When we look at price moves over the last month, the picture is mixed.
London, Wales, the East Midlands and North East experienced a decline in house price growth in May/June.
In London, house price growth was -2.5%, which was considerably worse than a 2.4% rise in April/May.
What the indices say
HomeOwners Alliance: “At a national level, annual house price growth remains unchanged for the third month running. Transactions have been sluggish but reports from surveyors indicate that buyer interest is picking up. Regionally, there is a varied picture with annual house prices continuing to fall in London and the biggest house price growth evident in the North West and Wales.”
Rightmove: “The national market faces a range of challenges, with average asking prices barely changed from last year, and activity levels slightly lower. Some buyers are hesitant due to the long-drawn-out uncertainty of Brexit, and there is also a slight tightening of mortgage availability and stretched buyer affordability, especially when it comes to raising a deposit. There is, however, a marked north/south divide. On average, the number of sales agreed for the year to date in the northern regions is down by 1.7% compared to the same period last year, while success at selling is more elusive in the southern regions, down by an average of 7.1%.”
Nationwide: “Housing market trends are likely to continue to mirror developments in the broader economy. While healthy labour market conditions and low borrowing costs will provide underlying support, uncertainty is likely to continue to act as a drag on sentiment and activity, with price growth and transaction levels remaining close to current levels over the coming months.”
Halifax: “The housing market is displaying a reasonable degree of resilience in the face of political and economic uncertainty. Recent industry figures show demand looking slightly more stable, with mortgage approvals ticking along just above the long-term average. One of the major restraining factors on the volume of transactions in the market continues to be the very low level of stock for sale. With the ongoing lack of clarity around Brexit, people will be looking for more certainty in the coming months, both to encourage them to list their property and to create the confidence needed to encourage buyers.”
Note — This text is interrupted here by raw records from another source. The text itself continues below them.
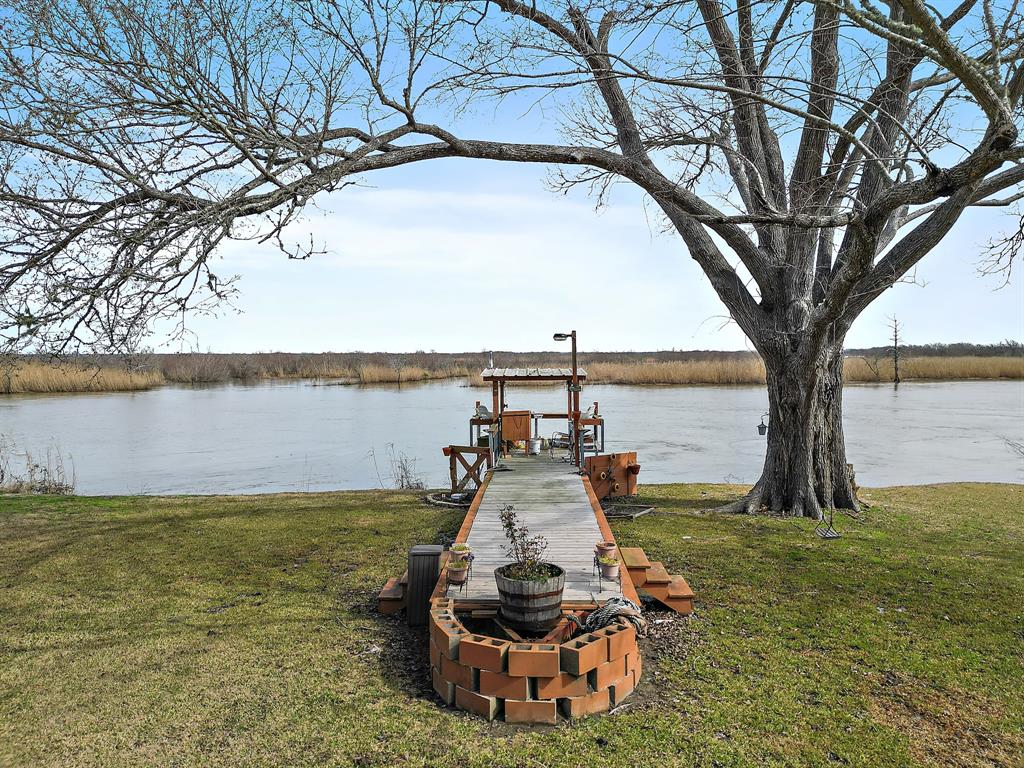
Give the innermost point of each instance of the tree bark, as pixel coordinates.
(805, 468)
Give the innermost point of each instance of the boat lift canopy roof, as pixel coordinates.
(530, 374)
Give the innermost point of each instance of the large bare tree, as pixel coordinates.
(807, 154)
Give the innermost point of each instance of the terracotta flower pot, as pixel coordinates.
(609, 571)
(605, 549)
(457, 572)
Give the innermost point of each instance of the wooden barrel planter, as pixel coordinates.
(530, 605)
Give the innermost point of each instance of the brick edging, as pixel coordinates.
(529, 682)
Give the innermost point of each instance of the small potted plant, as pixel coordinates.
(608, 565)
(605, 549)
(529, 590)
(457, 569)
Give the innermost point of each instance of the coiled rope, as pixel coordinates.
(616, 608)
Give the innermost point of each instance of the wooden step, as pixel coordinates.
(682, 605)
(637, 576)
(391, 598)
(657, 574)
(634, 557)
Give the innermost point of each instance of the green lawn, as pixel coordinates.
(242, 631)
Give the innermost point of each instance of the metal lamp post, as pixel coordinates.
(574, 389)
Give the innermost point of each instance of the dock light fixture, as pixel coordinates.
(573, 400)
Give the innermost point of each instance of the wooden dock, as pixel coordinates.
(553, 500)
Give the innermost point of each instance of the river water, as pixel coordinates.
(307, 436)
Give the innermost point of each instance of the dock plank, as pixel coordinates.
(551, 500)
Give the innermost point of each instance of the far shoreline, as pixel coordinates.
(116, 374)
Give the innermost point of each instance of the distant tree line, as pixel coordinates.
(1008, 348)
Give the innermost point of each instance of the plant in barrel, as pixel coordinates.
(529, 590)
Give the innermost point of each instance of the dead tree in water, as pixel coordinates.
(807, 155)
(894, 327)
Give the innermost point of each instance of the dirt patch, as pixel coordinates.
(950, 727)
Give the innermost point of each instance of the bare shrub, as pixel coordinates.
(20, 472)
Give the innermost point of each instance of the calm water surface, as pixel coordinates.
(303, 436)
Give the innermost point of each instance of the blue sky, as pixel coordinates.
(460, 255)
(465, 255)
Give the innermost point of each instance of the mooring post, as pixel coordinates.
(424, 569)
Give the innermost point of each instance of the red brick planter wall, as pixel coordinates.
(530, 682)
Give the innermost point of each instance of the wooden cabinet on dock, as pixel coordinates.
(516, 426)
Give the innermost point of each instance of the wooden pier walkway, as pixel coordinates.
(553, 501)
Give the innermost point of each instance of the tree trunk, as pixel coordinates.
(805, 462)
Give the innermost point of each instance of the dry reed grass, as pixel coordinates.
(377, 374)
(723, 372)
(924, 369)
(41, 376)
(30, 376)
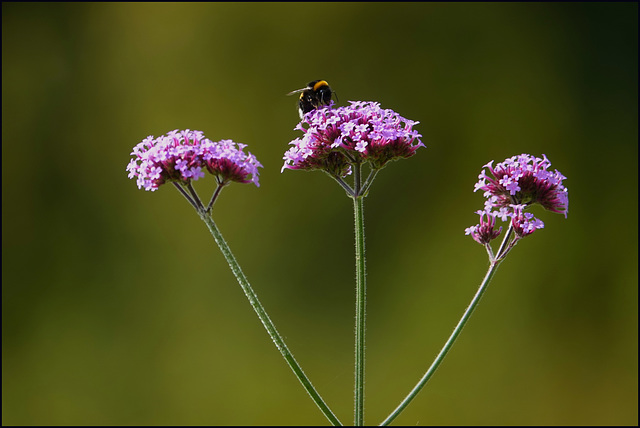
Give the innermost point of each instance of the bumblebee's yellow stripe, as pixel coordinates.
(319, 85)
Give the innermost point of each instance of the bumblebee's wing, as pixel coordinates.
(297, 91)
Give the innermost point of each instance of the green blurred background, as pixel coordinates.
(118, 308)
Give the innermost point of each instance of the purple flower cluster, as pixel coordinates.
(510, 188)
(186, 155)
(362, 132)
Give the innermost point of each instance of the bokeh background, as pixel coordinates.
(118, 308)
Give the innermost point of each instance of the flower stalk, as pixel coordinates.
(361, 292)
(493, 266)
(266, 321)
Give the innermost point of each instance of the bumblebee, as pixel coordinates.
(316, 94)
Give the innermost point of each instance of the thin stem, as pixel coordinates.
(195, 196)
(186, 195)
(215, 196)
(361, 291)
(266, 322)
(501, 250)
(357, 181)
(443, 352)
(369, 180)
(343, 184)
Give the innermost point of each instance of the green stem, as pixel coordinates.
(361, 290)
(493, 266)
(268, 324)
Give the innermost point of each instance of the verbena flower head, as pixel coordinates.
(336, 137)
(524, 180)
(511, 187)
(186, 155)
(484, 232)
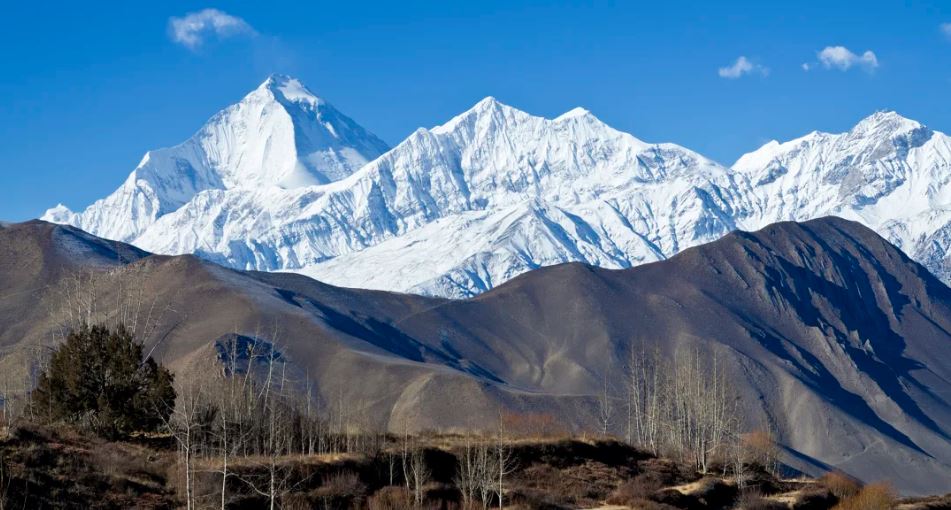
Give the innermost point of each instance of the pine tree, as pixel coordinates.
(99, 380)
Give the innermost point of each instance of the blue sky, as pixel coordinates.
(87, 88)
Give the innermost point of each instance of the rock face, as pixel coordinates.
(828, 333)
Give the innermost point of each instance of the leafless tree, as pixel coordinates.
(468, 475)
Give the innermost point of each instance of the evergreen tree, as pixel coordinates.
(99, 380)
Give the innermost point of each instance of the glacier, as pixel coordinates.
(282, 181)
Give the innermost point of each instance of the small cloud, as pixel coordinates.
(842, 59)
(740, 67)
(192, 29)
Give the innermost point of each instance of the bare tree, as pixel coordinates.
(184, 424)
(468, 475)
(4, 484)
(419, 474)
(504, 462)
(606, 405)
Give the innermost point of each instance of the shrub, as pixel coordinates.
(840, 484)
(639, 488)
(99, 379)
(876, 496)
(391, 498)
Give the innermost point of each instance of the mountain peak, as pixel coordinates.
(287, 89)
(574, 113)
(886, 121)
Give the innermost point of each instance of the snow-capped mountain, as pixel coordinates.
(280, 135)
(890, 173)
(464, 206)
(278, 182)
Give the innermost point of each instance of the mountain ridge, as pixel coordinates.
(830, 334)
(456, 209)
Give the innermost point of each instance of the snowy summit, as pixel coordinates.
(282, 181)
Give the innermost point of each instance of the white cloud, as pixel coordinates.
(192, 29)
(841, 58)
(946, 29)
(740, 67)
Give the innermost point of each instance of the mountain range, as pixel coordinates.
(826, 332)
(282, 181)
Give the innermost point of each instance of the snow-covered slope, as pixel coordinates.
(890, 173)
(280, 135)
(462, 207)
(284, 182)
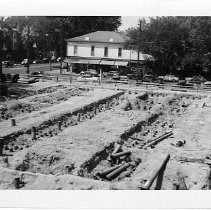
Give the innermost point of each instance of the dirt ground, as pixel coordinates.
(94, 121)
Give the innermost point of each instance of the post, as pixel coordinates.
(34, 133)
(149, 183)
(100, 75)
(27, 65)
(13, 122)
(61, 51)
(17, 182)
(1, 43)
(60, 125)
(1, 145)
(139, 42)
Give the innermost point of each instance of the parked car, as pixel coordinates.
(134, 76)
(114, 75)
(59, 59)
(45, 60)
(36, 61)
(170, 78)
(7, 63)
(53, 59)
(26, 61)
(148, 78)
(37, 74)
(195, 79)
(88, 77)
RICS: "Latest results [from the residential market survey] are consistent with a somewhat stable trend. Although much of the anecdotal commentary remains a little downbeat, contributors reported (in net balance terms) a very modest rise in buyer demand whilst new instructions to sell have also held steady over the month. In line with this, the newly agreed sales measure edged into positive territory for the first time this year. Although forward looking metrics suggest the picture is unlikely to change materially over the coming three months, momentum is a little more upbeat at the twelve-month time horizon.”